For filmmaker Dustin Guy Defa, bringing his dramatic feature "Bad Fever" to the Salt Lake City festival is a homecoming of sorts. Defa, who relocated to Brooklyn in 2004 after spending most of his life in Salt Lake City, filmed his drama in the Glendale neighborhoods where he once lived.

"The film is, basically, a sort of outpouring of a number of years of built-up feelings of not being able to express myself," Defa said of his film, which stars Kentucker Audley as a guy with no sense of humor who tries to impress an attractive drifter (Eleonore Hendricks) by performing a stand-up comedy act.

As he wrote his script, Defa said, "the movie became about my feelings about myself living in Salt Lake City. … I realized I felt I was unable to express myself when I was living in Salt Lake City. I got interested in this curious feeling of repression. … Every time I come back to Salt Lake City, I see it more. I see my friends struggling to express themselves."

Defa stretched his meager budget by shooting "Bad Fever" in Salt Lake City in November 2009, using local actors and crew members. "It was a supportive, wonderful thing," he said.

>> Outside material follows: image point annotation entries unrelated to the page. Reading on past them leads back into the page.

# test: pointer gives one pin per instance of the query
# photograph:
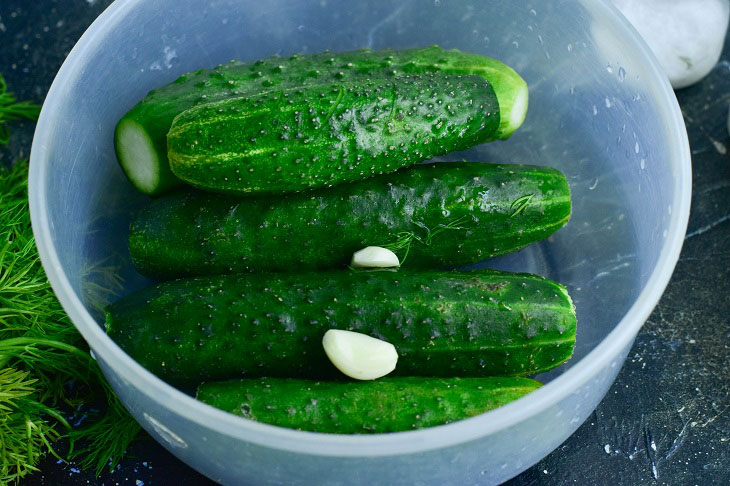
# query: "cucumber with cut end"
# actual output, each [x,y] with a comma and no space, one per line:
[478,323]
[380,406]
[431,215]
[140,136]
[321,135]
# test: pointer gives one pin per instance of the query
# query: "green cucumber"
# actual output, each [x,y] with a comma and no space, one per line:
[321,135]
[140,136]
[380,406]
[478,323]
[431,215]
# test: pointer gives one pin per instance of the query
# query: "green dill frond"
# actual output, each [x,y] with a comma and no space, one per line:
[11,110]
[27,426]
[403,240]
[46,363]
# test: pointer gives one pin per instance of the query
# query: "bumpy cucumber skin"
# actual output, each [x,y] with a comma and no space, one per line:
[196,233]
[380,406]
[322,135]
[157,110]
[479,323]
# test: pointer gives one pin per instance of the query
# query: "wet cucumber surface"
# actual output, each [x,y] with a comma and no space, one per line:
[321,135]
[151,119]
[433,215]
[478,323]
[380,406]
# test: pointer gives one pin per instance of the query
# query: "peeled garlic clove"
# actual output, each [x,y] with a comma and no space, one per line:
[686,36]
[375,257]
[358,355]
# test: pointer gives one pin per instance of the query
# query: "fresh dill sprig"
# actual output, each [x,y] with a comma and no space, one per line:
[46,370]
[404,239]
[11,110]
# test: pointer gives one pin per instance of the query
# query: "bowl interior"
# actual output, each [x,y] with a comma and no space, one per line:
[597,113]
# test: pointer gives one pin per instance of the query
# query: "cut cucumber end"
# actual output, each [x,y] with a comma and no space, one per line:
[147,169]
[512,114]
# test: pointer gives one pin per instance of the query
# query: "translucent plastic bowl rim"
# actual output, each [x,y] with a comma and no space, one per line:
[185,406]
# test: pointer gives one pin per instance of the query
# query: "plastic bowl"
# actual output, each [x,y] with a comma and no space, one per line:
[600,110]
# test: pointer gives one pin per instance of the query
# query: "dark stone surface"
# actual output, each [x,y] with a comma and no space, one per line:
[666,420]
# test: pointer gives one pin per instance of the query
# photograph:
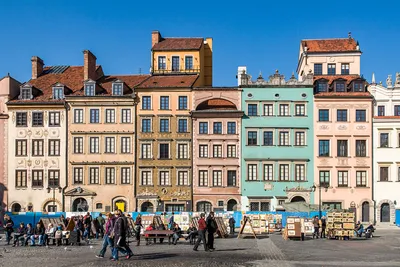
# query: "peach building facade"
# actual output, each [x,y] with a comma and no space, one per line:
[216,119]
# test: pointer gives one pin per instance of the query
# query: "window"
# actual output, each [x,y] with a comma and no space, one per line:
[300,139]
[94,145]
[231,127]
[384,140]
[283,138]
[110,175]
[22,120]
[78,115]
[324,178]
[37,118]
[182,102]
[203,151]
[54,118]
[317,69]
[396,110]
[146,178]
[381,110]
[268,110]
[331,69]
[188,62]
[182,126]
[322,87]
[110,115]
[94,116]
[217,151]
[183,152]
[118,88]
[361,178]
[283,110]
[110,145]
[20,178]
[252,138]
[146,125]
[125,145]
[231,151]
[78,145]
[345,69]
[323,148]
[125,175]
[164,125]
[283,172]
[37,147]
[217,178]
[146,151]
[162,63]
[342,115]
[175,63]
[342,148]
[232,178]
[78,175]
[252,109]
[343,178]
[94,177]
[37,178]
[252,172]
[203,127]
[54,147]
[89,89]
[361,148]
[268,138]
[20,147]
[54,178]
[217,127]
[268,172]
[300,173]
[383,174]
[164,177]
[164,102]
[300,110]
[361,115]
[340,87]
[164,151]
[203,178]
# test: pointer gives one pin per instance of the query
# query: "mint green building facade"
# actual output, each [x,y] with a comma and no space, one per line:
[277,161]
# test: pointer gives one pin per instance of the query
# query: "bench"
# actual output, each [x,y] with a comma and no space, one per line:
[159,234]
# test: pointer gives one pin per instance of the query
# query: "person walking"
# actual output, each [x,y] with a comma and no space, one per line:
[201,233]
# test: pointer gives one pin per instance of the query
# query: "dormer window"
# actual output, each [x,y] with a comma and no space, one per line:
[117,88]
[340,87]
[90,89]
[58,92]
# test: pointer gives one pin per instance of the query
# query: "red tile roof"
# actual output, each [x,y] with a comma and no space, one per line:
[172,81]
[168,44]
[330,45]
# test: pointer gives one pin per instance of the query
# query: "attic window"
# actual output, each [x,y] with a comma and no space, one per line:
[117,88]
[58,92]
[90,89]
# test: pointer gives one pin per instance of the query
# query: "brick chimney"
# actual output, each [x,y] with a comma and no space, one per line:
[89,65]
[155,38]
[37,66]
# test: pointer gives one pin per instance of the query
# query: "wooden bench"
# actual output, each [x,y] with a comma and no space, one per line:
[159,234]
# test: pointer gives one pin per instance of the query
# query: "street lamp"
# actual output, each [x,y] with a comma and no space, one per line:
[53,188]
[313,189]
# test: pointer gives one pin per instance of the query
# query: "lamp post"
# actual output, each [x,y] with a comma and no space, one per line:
[54,188]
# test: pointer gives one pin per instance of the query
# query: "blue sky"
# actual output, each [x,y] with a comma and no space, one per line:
[262,35]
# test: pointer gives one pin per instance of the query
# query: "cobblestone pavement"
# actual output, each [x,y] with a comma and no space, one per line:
[383,250]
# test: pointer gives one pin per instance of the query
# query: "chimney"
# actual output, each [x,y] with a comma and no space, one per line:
[155,38]
[37,66]
[89,65]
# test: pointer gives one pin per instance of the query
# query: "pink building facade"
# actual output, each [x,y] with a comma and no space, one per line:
[216,149]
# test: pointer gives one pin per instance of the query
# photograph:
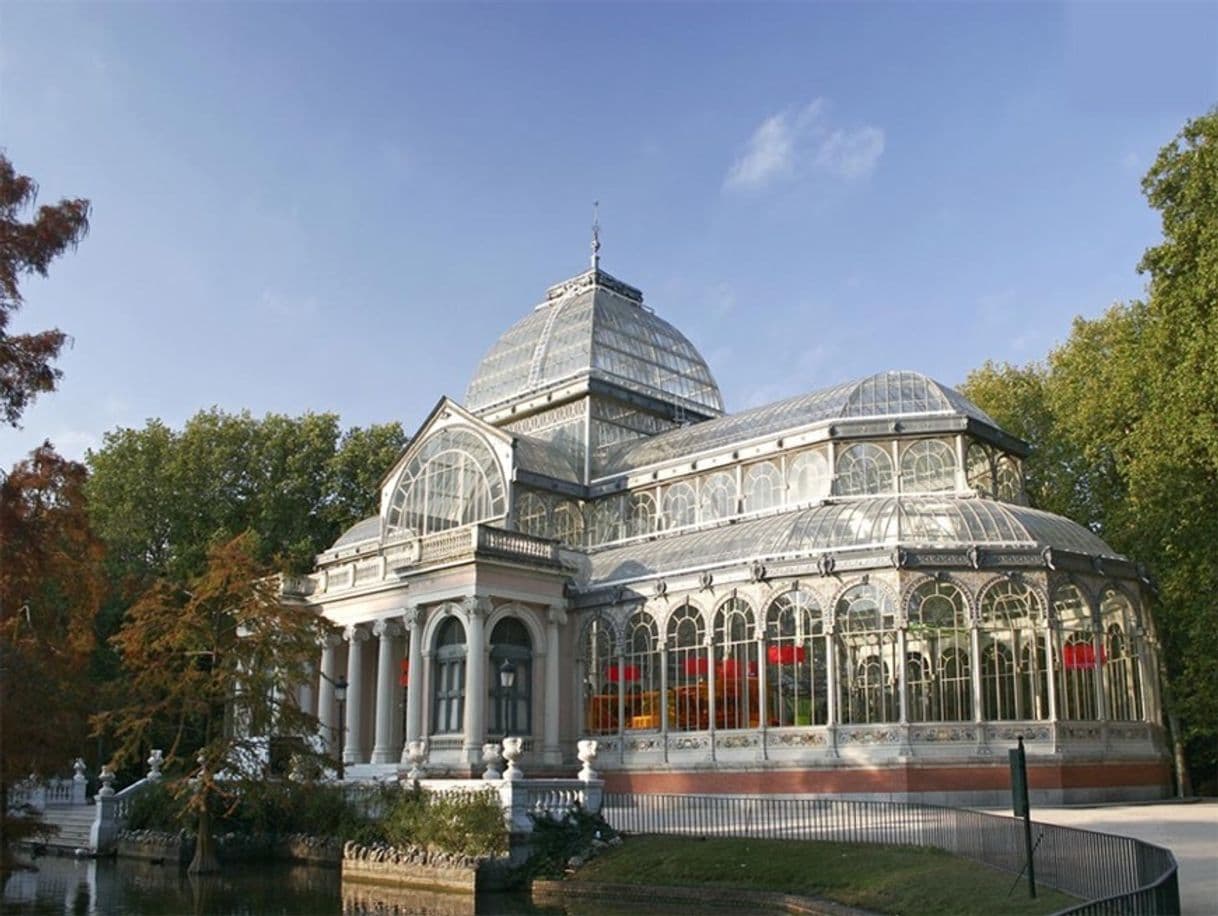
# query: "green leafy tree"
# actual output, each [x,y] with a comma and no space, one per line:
[216,664]
[161,497]
[27,361]
[1124,418]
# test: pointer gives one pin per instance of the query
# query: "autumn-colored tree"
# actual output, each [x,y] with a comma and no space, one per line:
[213,665]
[27,359]
[50,587]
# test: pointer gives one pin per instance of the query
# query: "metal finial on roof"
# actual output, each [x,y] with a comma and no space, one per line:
[596,235]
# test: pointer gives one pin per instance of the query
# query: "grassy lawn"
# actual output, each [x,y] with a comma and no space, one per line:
[894,880]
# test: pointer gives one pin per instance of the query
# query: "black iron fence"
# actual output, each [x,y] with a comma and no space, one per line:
[1115,875]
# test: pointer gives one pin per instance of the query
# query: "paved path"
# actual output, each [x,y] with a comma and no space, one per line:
[1189,830]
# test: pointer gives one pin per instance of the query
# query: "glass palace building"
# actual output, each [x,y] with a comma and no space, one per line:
[842,592]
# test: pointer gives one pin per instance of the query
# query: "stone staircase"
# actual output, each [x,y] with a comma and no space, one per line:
[74,822]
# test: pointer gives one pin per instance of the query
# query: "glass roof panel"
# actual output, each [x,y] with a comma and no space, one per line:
[865,523]
[592,329]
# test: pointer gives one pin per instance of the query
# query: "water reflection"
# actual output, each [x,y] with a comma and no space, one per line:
[70,887]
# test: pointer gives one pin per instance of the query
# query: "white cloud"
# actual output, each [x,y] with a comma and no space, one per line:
[797,143]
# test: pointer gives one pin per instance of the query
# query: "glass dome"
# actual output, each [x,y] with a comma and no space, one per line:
[594,327]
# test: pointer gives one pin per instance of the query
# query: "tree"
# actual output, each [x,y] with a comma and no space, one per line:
[27,359]
[161,497]
[217,663]
[1124,418]
[50,587]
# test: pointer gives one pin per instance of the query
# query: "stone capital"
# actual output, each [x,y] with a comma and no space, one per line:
[386,627]
[412,616]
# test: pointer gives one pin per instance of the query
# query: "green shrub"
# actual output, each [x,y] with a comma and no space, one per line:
[469,824]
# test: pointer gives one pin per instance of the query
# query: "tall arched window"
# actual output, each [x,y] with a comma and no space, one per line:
[642,514]
[452,479]
[641,672]
[1076,671]
[680,504]
[938,635]
[867,663]
[1012,666]
[809,478]
[979,469]
[608,524]
[928,465]
[603,675]
[569,523]
[532,514]
[797,660]
[448,694]
[763,486]
[1121,669]
[510,707]
[736,666]
[719,496]
[865,469]
[688,670]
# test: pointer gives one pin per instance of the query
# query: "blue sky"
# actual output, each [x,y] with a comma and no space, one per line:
[340,206]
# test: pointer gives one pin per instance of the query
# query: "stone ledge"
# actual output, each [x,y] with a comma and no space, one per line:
[556,892]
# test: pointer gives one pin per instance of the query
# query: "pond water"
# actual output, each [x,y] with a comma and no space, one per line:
[72,887]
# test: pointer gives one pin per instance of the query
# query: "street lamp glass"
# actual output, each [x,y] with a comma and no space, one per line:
[507,674]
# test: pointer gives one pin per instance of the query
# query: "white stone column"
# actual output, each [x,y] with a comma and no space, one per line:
[385,750]
[476,610]
[327,710]
[356,637]
[552,753]
[413,621]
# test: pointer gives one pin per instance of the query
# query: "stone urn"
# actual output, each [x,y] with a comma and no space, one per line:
[587,754]
[491,761]
[512,750]
[415,752]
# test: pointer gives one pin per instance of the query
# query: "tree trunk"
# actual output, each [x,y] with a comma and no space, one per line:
[205,861]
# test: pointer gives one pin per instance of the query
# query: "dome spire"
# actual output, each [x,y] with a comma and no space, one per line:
[596,235]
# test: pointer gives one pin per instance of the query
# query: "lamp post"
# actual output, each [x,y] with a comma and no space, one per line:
[507,681]
[340,696]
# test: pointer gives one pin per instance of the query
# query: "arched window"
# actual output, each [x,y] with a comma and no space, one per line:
[809,478]
[736,666]
[687,670]
[1012,624]
[867,663]
[865,469]
[607,521]
[680,504]
[642,514]
[763,487]
[532,514]
[928,467]
[1076,671]
[1007,480]
[510,707]
[602,676]
[797,660]
[448,703]
[641,672]
[719,496]
[453,479]
[1121,670]
[979,469]
[569,523]
[938,634]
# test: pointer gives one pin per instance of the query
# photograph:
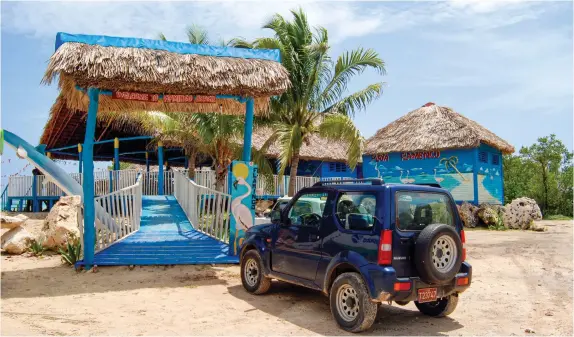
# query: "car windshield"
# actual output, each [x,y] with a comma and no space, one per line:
[416,210]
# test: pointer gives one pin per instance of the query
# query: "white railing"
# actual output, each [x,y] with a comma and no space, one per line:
[150,182]
[118,214]
[208,210]
[20,185]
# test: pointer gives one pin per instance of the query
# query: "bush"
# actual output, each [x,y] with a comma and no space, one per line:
[73,251]
[37,247]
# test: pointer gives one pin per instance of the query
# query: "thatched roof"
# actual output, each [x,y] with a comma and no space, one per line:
[66,127]
[163,67]
[318,149]
[433,127]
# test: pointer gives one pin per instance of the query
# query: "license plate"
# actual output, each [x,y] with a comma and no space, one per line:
[427,295]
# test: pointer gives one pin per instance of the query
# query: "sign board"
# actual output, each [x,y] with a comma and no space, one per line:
[167,98]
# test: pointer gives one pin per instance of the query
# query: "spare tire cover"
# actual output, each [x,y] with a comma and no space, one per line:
[438,253]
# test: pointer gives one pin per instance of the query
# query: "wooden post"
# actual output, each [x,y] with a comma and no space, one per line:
[248,129]
[116,154]
[147,162]
[160,165]
[88,183]
[80,158]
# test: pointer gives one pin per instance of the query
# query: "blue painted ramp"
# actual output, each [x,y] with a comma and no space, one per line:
[165,237]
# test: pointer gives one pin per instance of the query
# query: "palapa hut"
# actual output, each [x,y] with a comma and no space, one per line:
[65,129]
[435,144]
[321,157]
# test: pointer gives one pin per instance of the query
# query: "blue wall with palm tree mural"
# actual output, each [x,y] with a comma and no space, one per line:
[461,171]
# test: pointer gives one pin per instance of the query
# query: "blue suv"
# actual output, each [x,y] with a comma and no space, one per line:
[369,243]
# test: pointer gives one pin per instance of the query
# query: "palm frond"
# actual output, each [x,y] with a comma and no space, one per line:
[357,101]
[341,128]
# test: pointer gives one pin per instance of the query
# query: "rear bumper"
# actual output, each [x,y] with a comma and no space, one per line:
[381,282]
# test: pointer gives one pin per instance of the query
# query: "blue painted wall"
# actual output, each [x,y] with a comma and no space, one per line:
[454,170]
[315,168]
[489,175]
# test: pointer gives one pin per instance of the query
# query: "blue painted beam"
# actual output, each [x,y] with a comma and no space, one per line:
[102,142]
[160,165]
[169,46]
[248,129]
[88,183]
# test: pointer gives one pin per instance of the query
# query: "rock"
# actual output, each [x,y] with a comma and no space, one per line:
[488,214]
[16,240]
[538,227]
[13,221]
[521,213]
[468,214]
[62,222]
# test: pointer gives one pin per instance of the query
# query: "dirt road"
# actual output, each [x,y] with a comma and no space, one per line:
[522,280]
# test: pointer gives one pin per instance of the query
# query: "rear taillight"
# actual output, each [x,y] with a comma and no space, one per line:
[463,240]
[386,248]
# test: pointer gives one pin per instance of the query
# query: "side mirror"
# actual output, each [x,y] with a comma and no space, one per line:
[275,216]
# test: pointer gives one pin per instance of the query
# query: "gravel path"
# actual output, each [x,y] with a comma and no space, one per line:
[522,282]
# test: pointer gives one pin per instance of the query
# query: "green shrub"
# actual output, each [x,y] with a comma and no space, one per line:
[37,247]
[73,251]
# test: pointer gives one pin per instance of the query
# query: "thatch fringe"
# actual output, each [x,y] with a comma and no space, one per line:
[158,71]
[78,100]
[433,127]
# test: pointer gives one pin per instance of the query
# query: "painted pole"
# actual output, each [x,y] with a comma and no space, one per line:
[80,158]
[116,154]
[34,193]
[248,130]
[160,164]
[147,162]
[475,177]
[88,183]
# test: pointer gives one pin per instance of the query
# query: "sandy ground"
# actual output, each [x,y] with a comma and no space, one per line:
[522,280]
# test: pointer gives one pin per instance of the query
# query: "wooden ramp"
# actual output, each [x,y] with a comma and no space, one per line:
[165,237]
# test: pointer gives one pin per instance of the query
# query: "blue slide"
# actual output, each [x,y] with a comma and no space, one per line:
[56,174]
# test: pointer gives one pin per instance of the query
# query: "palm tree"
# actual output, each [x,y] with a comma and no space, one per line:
[317,102]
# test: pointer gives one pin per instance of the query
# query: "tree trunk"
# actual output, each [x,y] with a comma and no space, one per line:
[293,173]
[191,164]
[545,183]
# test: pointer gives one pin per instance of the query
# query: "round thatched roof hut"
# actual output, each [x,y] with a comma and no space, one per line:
[436,145]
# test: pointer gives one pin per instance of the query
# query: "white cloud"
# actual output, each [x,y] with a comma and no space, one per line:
[146,19]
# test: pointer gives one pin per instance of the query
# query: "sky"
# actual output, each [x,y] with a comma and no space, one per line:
[506,65]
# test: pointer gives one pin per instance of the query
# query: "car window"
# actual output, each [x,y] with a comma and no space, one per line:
[356,210]
[307,210]
[416,210]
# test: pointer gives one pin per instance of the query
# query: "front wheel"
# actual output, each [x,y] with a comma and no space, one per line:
[439,308]
[351,304]
[252,274]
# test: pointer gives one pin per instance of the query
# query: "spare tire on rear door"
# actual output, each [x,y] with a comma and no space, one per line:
[438,253]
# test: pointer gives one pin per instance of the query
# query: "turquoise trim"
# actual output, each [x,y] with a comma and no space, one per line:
[248,130]
[160,166]
[475,175]
[169,46]
[116,158]
[88,181]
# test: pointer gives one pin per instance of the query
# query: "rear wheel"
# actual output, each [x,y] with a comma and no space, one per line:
[252,276]
[439,308]
[351,304]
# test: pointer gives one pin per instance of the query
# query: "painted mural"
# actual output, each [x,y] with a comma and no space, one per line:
[244,176]
[452,169]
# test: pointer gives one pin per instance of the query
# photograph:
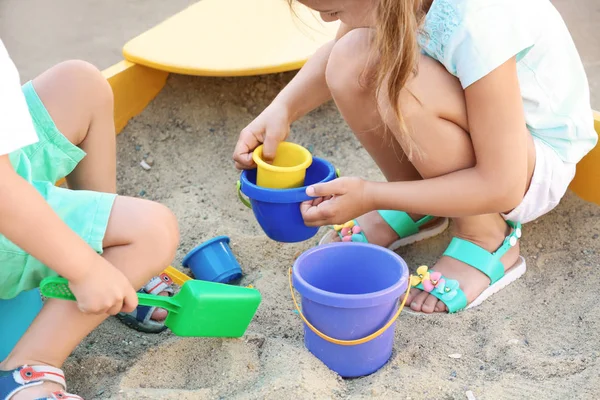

"Bad Fever" debuted at the SXSW Film Festival in Austin, Texas, this spring, and Defa has been to a couple other festivals since. The Salt Lake screening will be bittersweet, he said. "The worst thing is I can't actually come there," said Defa, who is also an actor and is lucky enough to have a job on a movie.

Long ride • Jen White's day job — she's a cinematographer who's working on reality shows for MTV's Spanish-language channel Tr3s — might keep her from coming to Salt Lake City along with her movie, the drama "Between Floors." Her movie intercuts five stories, each taking place in a stuck elevator.

White shot each story in hourlong takes, using what she called "structured improv" to "let the actors have a lot of play. … I was more interested in the mood of the scene [than in rigidly following the script]. It never felt on the page the way it felt in my head."

"Between Floors" has been a long rider on the festival circuit, hitting more than a dozen in the past two years. The experience has taught White that the relative youth of the Salt Lake City Film Festival is not necessarily a bad thing.

"There are certain festivals where you think you're getting there and there will be a certain level of organization, because of the length of time it's been running. But you get there and they haven't done any advertising," White said. "Or you get there and you think it's some regional festival, but they totally have their s—- together. … Most of them have been good surprises."


Tickets are $10 per screening (plus convenience fees)

Here's a schedule of screenings, by day and venue:

Thursday, Aug. 18

Broadway Centre Cinemas • "Silver Tongues," 7:30 p.m. (sold out).

Friday, Aug. 19

Tower Theatre • "Green," 2:30 p.m.; "Bad Fever," 4:50 p.m.; "Silver Tongues," 7 p.m.; "Surrogate Valentine," 9:30 p.m.

Post Theatre • "Zeitgeist: Moving Forward," 3 p.m. (free); "Parade," 7 p.m.; "Better This World," 9:30 p.m.

Brewvies Cinema Pub • "Subway Preacher," 10 p.m.; "Between Floors," midnight

Saturday, Aug. 20

Tower Theatre • "The Invention of Dr. Nakamats," noon; shorts program, 2:30 p.m.; "Subway Preacher," 4:50 p.m.; "Better This World," 7 p.m.; "Everyday Sunshine: The Story of Fishbone," 9:30 p.m.

Post Theatre • "We Were the Vanquished," 3 p.m.; "The Invention of Dr. Nakamats," 5 p.m.; "Bad Fever," 7 p.m.; "Locked Out," 9:30 p.m.

Brewvies Cinema Pub • "Silver Tongues," 10 p.m.; "Surrogate Valentine," midnight

Sunday, Aug. 21

Tower Theatre • "Everyday Sunshine: The Story of Fishbone," noon; "Locked Out," 2:30 p.m.; "Jess + Moss," 4:50 p.m.; "Parade," 9:30 p.m.

Post Theatre • "The Book," 3 p.m.; "Between Floors," 5 p.m.

Broadway Centre Cinemas • Best of Fest, 7:30 p.m. (free; first come, first served).